5) Imaginemos, agora, o caso de um
pai com alguns filhos. Se um deles revela seu voto em favor do PT e de Lula,
ficará o pai – que é cristão e não concorda com a ideologia e nem com os crimes
do Lula – contra o filho? Expulsá-lo-á de casa? Certamente,
não. Como cristãos e como pais, procuraríamos manter a convivência familiar,
amorosa e afetiva, embora condenando a “escolha” política do filho. Igualmente,
aplicando-se ao caso de irmãos, ainda jovens e morando na mesma casa: se um
deles declara seu voto em Lula (e o apoio a tudo o que ele representa), os
demais (com posição política oposta) o expulsarão de casa?

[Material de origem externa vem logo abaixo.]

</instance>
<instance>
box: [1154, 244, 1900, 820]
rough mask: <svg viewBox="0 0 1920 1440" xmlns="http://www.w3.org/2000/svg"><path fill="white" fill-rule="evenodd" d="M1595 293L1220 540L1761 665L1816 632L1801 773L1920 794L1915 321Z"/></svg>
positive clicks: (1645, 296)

Ou, mais uma vez,
terão compreensão e o respeitarão em sua posição, mas condenando-a? E,
finamente, considerando-se agora os irmãos já casados, cada um em sua casa, mas
ainda relacionando-se como irmãos que se amam, a descoberta do voto de algum
deles num partido não-cristão (como o de Lula) fará com que os demais irmãos se
afastem definitivamente desse irmão que votou contrariamente ao seu posicionamento
cristão? Não haverá mais relacionamento, visitas, convivência fraterna? Será
ele condenado a não ter mais a presença dos irmãos? Esses irmãos estariam sendo
cristãos de verdade? Certamente que não, como já vimos acima. A solução cristã,
então, é a convivência no amor, na fraternidade, e em tudo o que une os irmãos,
mas sem tocar na questão política, que será fonte de divisão. Quem sabe, com o
tempo, não haja a conversão do irmão? Ou não. A vida é assim.